Let me tell you, friend-o… it’s not that simple.
Here are the 7 things I wish I had known before.
1. “Morning Sickness” is an innocuous term for three months of pure hell. Your wife is going to be sick, and I mean totally sick. Not just in the morning. At all hours. Everything about you will cause her to vomit. Your breath, your body odor, the same breakfast you’ve been eating for the past three years. There is nothing you can do to stop it.
2. Deciding to get in shape while your wife is pregnant is a horrible idea. Research says that if you want to stick to the gym, you need a buddy. We need accountability and support to keep moving forward. While becoming a father will probably encourage you to do all you can to take care of yourself, don’t expect your wife to be too happy. Find someone else whom you can share your victories with. She’s not impressed that you weighed in at a new minimum weight. She’ll just glare at you while she finishes her second bowl of ice cream.

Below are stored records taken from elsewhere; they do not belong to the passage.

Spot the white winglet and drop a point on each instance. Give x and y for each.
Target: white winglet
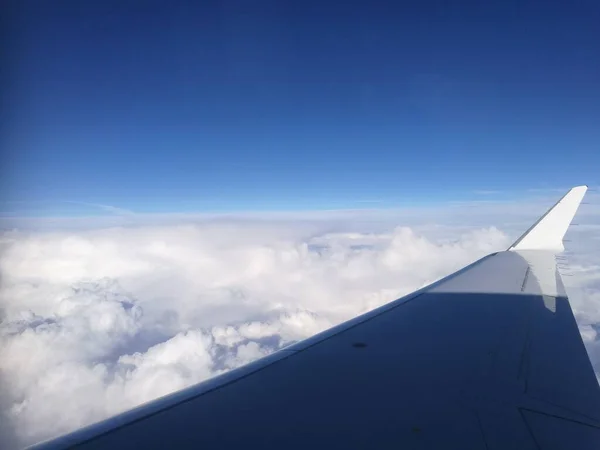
(548, 232)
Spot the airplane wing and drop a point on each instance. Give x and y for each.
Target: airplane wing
(489, 357)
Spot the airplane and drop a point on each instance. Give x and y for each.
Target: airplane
(489, 357)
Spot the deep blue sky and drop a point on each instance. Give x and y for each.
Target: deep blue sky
(179, 106)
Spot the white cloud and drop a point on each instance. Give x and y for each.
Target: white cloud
(109, 318)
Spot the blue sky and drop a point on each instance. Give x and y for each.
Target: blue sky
(238, 105)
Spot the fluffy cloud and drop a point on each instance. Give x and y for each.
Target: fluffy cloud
(109, 318)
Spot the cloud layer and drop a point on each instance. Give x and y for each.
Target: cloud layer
(111, 318)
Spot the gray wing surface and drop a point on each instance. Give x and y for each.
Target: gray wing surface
(487, 358)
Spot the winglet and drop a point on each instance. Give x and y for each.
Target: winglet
(548, 232)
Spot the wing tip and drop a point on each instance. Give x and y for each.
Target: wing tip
(548, 231)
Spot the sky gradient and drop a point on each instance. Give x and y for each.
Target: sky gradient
(237, 105)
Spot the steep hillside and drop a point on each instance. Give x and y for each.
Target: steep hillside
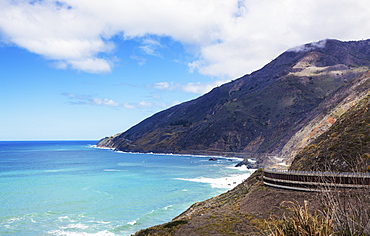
(258, 113)
(344, 147)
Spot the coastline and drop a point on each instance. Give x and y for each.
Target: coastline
(225, 182)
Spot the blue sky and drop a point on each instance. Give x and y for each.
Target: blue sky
(88, 69)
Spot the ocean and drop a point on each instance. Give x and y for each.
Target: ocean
(73, 188)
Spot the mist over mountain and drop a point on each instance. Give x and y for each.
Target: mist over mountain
(271, 112)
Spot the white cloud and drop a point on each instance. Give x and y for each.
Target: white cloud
(82, 99)
(234, 37)
(89, 100)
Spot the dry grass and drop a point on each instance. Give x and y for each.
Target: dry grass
(300, 222)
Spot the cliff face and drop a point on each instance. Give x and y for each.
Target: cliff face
(244, 209)
(259, 113)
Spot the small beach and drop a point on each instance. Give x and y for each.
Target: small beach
(70, 188)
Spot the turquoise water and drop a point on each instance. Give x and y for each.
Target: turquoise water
(72, 188)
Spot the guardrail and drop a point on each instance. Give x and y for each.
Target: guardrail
(315, 181)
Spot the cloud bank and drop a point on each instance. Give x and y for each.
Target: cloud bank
(229, 37)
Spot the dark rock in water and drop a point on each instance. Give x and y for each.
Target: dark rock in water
(260, 112)
(248, 165)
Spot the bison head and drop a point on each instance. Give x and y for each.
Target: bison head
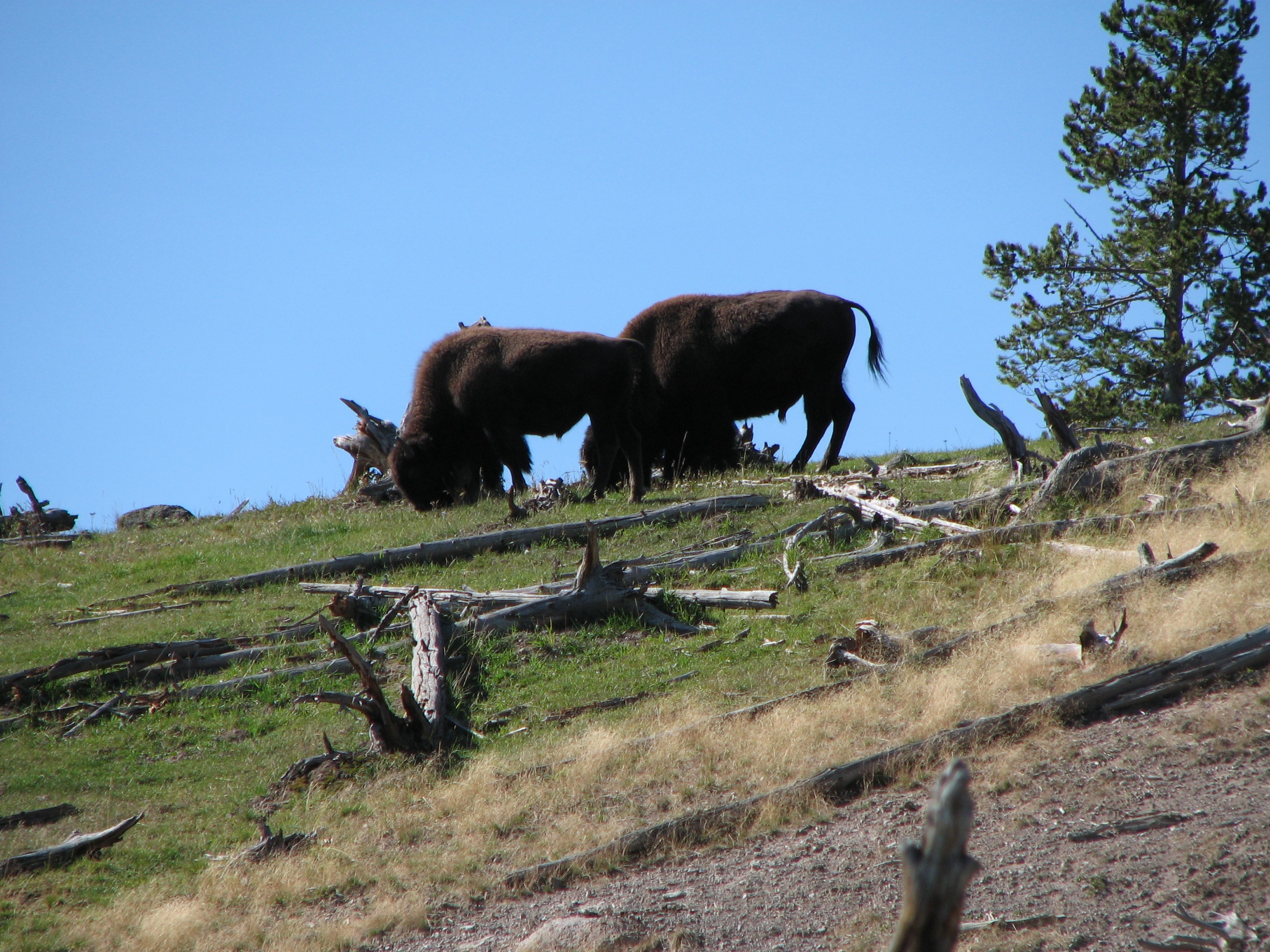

3. Loneliness and the First Trimester are BFFs. Sadly, as your wife is feeling unwell, there will be a decrease in the amount of time you’ll be cuddling. After all, if she can’t stand the smell of your breath, you won’t be getting very close. There will be some loneliness in there. It’s not that she doesn’t love you or that you don’t love her. It is just that there is some distance out of necessity. (And BTW, she feels lonely too.)
4. If you like cuddling at bedtime, forget about it. As your child grows, your wife will need to get a body pillow to support herself. That pillow becomes the Berlin Wall in your bed. You will never be able to get close because that dang pillow is in the way. MOVE OVER PILLOW!!!
5. Say goodbye to your favorite foods. Pregnancy causes changes in your wife’s digestive system. Do you love burritos? Not anymore you don’t. They’ll still be there… in nine months.
6. Check to see how her day went first. If hers was horrible, yours better be just as bad. If your day was amazing, and hers wasn’t, don’t plan on sharing that little detail. She isn’t interested in hearing about your five mile run at dawn or the great time you had at a Chamber of Commerce open bar networking event. She’ll be grumpy and glare at you. Better tell a friend.
7. Get ready to work! Your wife is going to lose control over her abdominal muscles. On top of that, she’s sick and can’t bend over. Strap yourself in because you just became the housekeeper. She can’t tie her shoes, pickup a sock she dropped, or get up off the floor without your help. You’re going to be carrying the household.
Now, the good parts in pregnancy are definitely there. The first ultrasound is awe-inspiring. Talking about names, learning about parenting, and preparing your house are all fulfilling adventures.
You’ll be in a new phase of your life. As with any other stage, there will be good parts and challenging parts. Roll right on through and keep your eye on the prize.